Giugliano: cittadini infuriati per aumenti Tares. Bloccato il Comune e il Corso Campano

Giugliano: cittadini infuriati per aumenti Tares. Bloccato il Comune e il Corso Campano

Una delegazione dei comitati presenti  e di cittadini sono stati poi ricevuti dalla Commissione Straordinaria ed hanno esposto le loro proposte GIUGLIANO


proteste manifestazioni

Una delegazione dei comitati presenti  e di cittadini sono stati poi ricevuti dalla Commissione Straordinaria ed hanno esposto le loro proposte

GIUGLIANO – Cittadini e attivisti bloccano l’entrata del Comune e il Corso Campano. La protesta infuria contro l’aumento della Tares deciso dalla commissione prefettizia. Vari gli attivisti che stanno prendendo parte al sit-in: Acqua Bene Comune, Comitato No Inceneritore e i Disoccupati. Le forze dell’ordine stanno attenzionando lo sviluppo della protesta. «Continua a mancare una politica che ci rappresenti» questo è il refrain della piazza.

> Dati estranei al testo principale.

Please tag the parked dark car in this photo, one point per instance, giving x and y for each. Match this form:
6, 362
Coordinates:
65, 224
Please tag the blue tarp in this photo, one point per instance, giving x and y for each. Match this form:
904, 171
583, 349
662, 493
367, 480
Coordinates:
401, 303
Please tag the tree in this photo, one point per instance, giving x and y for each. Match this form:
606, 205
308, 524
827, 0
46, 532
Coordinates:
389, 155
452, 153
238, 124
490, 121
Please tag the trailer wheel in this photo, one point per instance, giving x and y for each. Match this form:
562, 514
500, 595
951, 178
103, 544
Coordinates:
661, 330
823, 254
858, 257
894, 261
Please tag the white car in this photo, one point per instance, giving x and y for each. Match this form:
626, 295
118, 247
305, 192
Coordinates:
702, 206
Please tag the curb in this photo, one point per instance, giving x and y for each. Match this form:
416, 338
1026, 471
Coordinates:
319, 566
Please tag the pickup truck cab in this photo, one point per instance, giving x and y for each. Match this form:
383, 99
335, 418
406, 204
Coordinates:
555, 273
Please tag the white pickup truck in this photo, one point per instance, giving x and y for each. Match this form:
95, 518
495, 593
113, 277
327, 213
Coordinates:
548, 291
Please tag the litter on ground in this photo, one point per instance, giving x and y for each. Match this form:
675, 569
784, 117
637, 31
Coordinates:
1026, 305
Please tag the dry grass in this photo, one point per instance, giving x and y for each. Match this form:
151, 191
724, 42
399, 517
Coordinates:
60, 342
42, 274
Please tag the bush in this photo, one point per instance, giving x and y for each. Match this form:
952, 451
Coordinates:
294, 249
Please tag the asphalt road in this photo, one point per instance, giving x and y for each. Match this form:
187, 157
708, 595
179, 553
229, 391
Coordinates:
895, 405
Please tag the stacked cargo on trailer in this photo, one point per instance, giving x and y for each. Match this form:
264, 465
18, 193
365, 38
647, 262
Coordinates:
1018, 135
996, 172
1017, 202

Una delegazione di manifestanti è stata accolta al secondo piano per discutere mentre uno dei commissari Fabio Giombini, ha chiesto alla cittadinanza di lasciare la Casa Comunale. In questi minuti è in corso un’assemblea pubblica. Emerge dall’umore della folla il sopruso nel pagare tasse alte a fronte di servizi scadenti. Sembra che la commissione straordinaria non abbia applicato le diminuzioni previste per alcune categorie sociali come anziani e disabili. Il comitato attende di essere ricevuto dai prefettizi mentre aumenta l’insofferenza di quanti sono stati bloccati da ore nel traffico cittadino.

AGGIORNAMENTO: La delegazione dei  comitati presenti  e di cittadini sono stati poi ricevuti dalla Commissione Straordinaria ed hanno esposto le loro proposte sulla TARES: sospensione della prima rata e rimodulazione sulla media nazionale ed in base al reddito.

I Commissari hanno ritenuto inammissibili le proposte presentate. Previsto però un altro incontro tra i manifestanti ed i vertici dell’amministrazione giuglianese. Intanto è stata convocata una nuova mobilitazione per venerdì 3 gennaio alle ore 10 al Comune.